Ahem, sorry. Anyway, let's break this thing down with fancy number ratings!
On the "Would I write fanfiction scale of greatness": 5/5 (okay, most of the actual book was already me fanfic-ing Sam into your nbf so this rates pretty high. Plus monkeys. Plus oh my glob can you just imagine what having the power to rewrite reality would be like? I can just imagine you and Sam getting up to so much mischief and fun and finally deciding to use this power for good and making a world that isn't a fucking trashfire. Where all the ridiculous promise of the 90s didn't end in a steaming pile of, well, our current political reality. No, this is the fanfiction I want, the fanfiction I need.
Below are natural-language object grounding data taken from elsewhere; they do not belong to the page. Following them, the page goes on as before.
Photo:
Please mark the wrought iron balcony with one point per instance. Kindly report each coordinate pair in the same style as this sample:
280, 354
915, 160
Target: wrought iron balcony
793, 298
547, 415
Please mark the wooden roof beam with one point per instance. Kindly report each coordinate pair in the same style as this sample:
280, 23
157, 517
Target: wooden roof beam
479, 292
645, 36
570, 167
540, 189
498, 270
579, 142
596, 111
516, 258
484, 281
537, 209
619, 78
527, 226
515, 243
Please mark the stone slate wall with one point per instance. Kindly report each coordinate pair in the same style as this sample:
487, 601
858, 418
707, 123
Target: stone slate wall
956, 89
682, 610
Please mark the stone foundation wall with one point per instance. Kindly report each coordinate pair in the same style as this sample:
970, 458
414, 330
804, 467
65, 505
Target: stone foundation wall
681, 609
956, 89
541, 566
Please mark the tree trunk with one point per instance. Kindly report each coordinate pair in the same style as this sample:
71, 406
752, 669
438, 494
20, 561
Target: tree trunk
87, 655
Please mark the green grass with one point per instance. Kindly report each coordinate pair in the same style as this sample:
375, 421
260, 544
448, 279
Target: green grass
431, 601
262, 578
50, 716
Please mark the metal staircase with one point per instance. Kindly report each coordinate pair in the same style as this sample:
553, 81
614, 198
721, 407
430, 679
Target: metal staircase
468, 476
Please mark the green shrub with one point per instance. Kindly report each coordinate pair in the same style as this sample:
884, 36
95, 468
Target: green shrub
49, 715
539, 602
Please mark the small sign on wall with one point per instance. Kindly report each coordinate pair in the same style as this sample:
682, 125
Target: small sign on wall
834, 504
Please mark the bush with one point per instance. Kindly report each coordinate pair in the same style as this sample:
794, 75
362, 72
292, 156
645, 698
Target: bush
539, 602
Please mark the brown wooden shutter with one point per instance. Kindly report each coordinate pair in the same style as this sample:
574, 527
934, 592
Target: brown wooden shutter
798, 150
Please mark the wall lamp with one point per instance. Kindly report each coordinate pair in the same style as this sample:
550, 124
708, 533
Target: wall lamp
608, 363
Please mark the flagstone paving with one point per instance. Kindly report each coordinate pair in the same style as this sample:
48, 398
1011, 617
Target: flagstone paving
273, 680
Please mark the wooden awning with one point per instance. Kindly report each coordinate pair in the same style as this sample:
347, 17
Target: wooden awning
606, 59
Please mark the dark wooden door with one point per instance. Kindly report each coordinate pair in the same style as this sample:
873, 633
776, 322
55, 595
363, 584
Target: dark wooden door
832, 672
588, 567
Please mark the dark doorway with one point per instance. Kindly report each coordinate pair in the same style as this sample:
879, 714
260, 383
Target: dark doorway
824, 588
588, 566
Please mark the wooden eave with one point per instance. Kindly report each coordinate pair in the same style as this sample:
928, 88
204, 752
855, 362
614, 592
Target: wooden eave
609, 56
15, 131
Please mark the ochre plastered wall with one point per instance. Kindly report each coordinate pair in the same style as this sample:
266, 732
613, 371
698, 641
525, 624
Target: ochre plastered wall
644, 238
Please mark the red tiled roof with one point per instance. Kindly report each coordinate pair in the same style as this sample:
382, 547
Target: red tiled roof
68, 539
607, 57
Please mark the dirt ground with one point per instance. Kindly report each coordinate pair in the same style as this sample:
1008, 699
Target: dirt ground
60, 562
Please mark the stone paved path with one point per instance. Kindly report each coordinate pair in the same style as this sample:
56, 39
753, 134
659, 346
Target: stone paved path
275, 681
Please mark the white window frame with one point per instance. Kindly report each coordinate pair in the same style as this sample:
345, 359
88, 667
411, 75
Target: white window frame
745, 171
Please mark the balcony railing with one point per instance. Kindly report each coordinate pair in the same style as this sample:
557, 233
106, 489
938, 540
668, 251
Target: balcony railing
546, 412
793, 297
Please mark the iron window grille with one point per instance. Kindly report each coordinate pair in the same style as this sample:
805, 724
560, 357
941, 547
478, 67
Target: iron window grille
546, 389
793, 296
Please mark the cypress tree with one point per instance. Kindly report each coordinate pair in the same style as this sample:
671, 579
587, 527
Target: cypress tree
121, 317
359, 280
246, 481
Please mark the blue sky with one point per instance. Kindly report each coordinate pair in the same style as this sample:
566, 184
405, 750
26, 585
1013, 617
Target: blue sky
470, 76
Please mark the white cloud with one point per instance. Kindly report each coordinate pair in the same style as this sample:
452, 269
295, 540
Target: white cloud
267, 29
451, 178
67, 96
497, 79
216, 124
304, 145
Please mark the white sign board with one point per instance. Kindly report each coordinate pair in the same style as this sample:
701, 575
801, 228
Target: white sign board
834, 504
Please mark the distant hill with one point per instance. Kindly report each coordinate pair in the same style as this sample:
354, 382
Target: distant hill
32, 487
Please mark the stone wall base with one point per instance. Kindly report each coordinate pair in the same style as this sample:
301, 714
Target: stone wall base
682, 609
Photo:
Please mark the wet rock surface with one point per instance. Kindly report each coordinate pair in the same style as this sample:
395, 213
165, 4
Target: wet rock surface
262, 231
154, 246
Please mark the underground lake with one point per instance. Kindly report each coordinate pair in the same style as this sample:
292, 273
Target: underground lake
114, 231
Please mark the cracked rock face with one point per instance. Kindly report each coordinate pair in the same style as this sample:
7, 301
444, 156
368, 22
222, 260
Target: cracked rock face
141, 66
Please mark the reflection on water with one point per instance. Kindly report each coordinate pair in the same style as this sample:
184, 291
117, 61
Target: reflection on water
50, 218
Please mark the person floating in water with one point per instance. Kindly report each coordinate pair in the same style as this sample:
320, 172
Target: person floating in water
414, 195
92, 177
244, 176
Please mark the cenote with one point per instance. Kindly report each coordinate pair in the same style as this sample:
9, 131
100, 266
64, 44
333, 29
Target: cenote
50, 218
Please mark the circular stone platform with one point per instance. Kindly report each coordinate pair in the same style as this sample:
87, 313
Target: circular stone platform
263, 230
It's just perfect)
On the "Is this actually good scale of more trying to be objective": 2/5 (this one makes a lot more missteps structurally than many of the previous Give Yourself Goosebumps. It's just all over the place, but it doesn't make much sense at all. Which, hey, isn't the biggest of problems, but it also commits the deadly sin of promising me monkey and then under-delivering. So while it was plenty of fun and had some great endings, it doesn't really work on its own unless you're heavily editing it as you go and also love monkeys so much you put them in even where they're not)
On the "Yeah but this is Goosebumps scale of relative wonderment": 3/5 (okay for Goosebumps, and especially at the moment with my reading of Goosebumps, this is a welcome breath of life, because ouch, some of the books lately have been kinda bad. And it is fun, and like many of the Give Yourself Goosebumps offerings it really amps up the RIDICULOUS. Which is nice. I still can't give it much more than this, though, because so much of my enjoyment came from outside of anything text itself was doing. I liked the book in spite of itself, for what it inspired in me, but will admit that in looking at its merits it's a bit week. Fun, and cute, and fitting for the series, but not a stand-out installment)
There you have it! Thank you all so much for helping to make this happen and I look forward to more Goosebumps fun when/if I can hit my next goal. Cheers!